ICT and safety danger administration

• New Round CSSF 25/880: This round is addressed to all fee service suppliers (PSPs), each DORA and non-DORA entities. It adopts the brand new EBA Tips on ICT and safety danger administration, which intention to harmonize and supply the necessities for PSPs’ ICT evaluation. It additionally implements the reporting requirement on operational and safety dangers outlined within the Regulation of 10 November 2009 on fee companies.
• Round CSSF 20/750: The Round CSSF 20/750 on ICT and safety danger administration stays relevant to non-DORA entities, with solely minor updates being made. The time period “PSPs” has been refined to be restricted to specialised PSPs, help PSPs, POST Luxembourg and third nation branches. DORA entities are explicitly out of scope of this round.

Outsourcing

• Round CSSF 22/806: This round gives a complete framework for outsourcing preparations, together with ICT outsourcing.
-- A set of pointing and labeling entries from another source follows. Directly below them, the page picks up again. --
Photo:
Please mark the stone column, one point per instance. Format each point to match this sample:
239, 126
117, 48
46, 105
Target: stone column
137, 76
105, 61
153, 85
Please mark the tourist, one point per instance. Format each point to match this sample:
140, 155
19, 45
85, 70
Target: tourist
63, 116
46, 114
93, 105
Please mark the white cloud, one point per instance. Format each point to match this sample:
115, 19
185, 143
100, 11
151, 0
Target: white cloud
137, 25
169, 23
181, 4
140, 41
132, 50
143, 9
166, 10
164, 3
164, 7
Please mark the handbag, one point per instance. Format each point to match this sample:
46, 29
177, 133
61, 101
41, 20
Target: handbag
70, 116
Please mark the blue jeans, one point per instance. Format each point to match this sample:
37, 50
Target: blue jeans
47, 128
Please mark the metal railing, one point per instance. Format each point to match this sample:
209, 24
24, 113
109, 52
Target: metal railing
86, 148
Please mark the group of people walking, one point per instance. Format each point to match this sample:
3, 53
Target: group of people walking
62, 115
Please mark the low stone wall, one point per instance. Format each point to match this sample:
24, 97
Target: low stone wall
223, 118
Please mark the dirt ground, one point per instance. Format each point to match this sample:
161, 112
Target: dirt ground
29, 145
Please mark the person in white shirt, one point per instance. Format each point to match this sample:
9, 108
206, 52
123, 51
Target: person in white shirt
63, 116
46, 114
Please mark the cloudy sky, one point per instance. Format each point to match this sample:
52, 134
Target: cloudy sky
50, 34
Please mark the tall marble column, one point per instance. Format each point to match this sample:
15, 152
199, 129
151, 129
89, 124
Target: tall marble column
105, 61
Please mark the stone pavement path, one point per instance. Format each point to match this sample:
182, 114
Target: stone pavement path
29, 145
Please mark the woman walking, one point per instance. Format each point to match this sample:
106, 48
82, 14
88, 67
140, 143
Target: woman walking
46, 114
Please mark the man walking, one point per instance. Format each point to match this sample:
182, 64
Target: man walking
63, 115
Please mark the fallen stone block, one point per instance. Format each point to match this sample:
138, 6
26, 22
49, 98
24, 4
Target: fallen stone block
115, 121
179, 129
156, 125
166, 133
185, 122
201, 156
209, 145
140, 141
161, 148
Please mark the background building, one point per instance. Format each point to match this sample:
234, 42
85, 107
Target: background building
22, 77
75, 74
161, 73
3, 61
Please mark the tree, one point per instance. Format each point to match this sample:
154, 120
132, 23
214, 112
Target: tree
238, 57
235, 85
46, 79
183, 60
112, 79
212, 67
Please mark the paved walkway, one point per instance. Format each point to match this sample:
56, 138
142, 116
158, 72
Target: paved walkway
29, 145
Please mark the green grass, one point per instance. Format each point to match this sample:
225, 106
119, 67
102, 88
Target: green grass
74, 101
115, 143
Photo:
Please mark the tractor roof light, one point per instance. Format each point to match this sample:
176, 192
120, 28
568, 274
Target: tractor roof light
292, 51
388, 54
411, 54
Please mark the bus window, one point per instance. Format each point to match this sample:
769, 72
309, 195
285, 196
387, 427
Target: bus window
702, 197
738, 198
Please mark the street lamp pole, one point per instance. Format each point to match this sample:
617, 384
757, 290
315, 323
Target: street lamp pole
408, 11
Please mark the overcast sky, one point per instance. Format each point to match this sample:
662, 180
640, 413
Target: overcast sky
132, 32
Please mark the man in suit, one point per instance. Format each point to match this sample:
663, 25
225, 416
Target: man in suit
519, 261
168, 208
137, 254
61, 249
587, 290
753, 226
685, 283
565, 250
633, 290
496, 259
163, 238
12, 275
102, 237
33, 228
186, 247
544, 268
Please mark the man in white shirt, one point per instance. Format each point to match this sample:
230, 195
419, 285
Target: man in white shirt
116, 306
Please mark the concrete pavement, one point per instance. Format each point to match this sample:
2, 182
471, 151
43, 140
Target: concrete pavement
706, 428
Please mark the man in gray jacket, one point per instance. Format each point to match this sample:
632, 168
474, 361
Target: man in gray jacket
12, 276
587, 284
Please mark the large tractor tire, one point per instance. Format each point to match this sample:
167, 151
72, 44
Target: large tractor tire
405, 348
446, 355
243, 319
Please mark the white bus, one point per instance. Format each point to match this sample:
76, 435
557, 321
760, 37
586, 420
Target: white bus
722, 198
DORA has launched harmonized necessities for the usage of ICT third-party companies, together with ICT outsourcing, which overlap with Round CSSF 22/806.

To take away overlaps with DORA, Round CSSF 22/806 has been amended to use to DORA entities just for enterprise course of outsourcing, whereas ICT outsourcing necessities are already ruled by DORA. The amended round stays absolutely relevant to non-DORA entities for each enterprise course of and ICT outsourcing, and to administration corporations regarding undertakings for collective funding. Moreover, particular contractual clauses for cloud computing service suppliers have been repealed to align necessities between DORA and non-DORA entities.

• New Round CSSF 25/882: The CSSF has launched Round CSSF 25/882, detailing necessities for the usage of ICT third-party companies for DORA entities. This round outlines necessities for the usage of ICT third-party companies, together with reporting obligations and sustaining a register of data. It additionally retains some components from Round CSSF 22/806 that aren’t lined by DORA however stay essential for compliance.

To totally adjust to the CSSF updates, in-scope entities beneath its supervision should do the next:

• Assessment and replace ICT Threat Administration procedures to make sure alignment with the brand new EBA Tips and the necessities set out in Round CSSF 25/880.
• Adjust to the applied reporting necessities outlined in Article 105-1(2) of the Regulation of 10 November 2009 on fee companies.
• Assessment and amend outsourcing agreements to adjust to the up to date necessities in Round CSSF 22/806 and the brand new Round CSSF 25/882, notably for ICT outsourcing.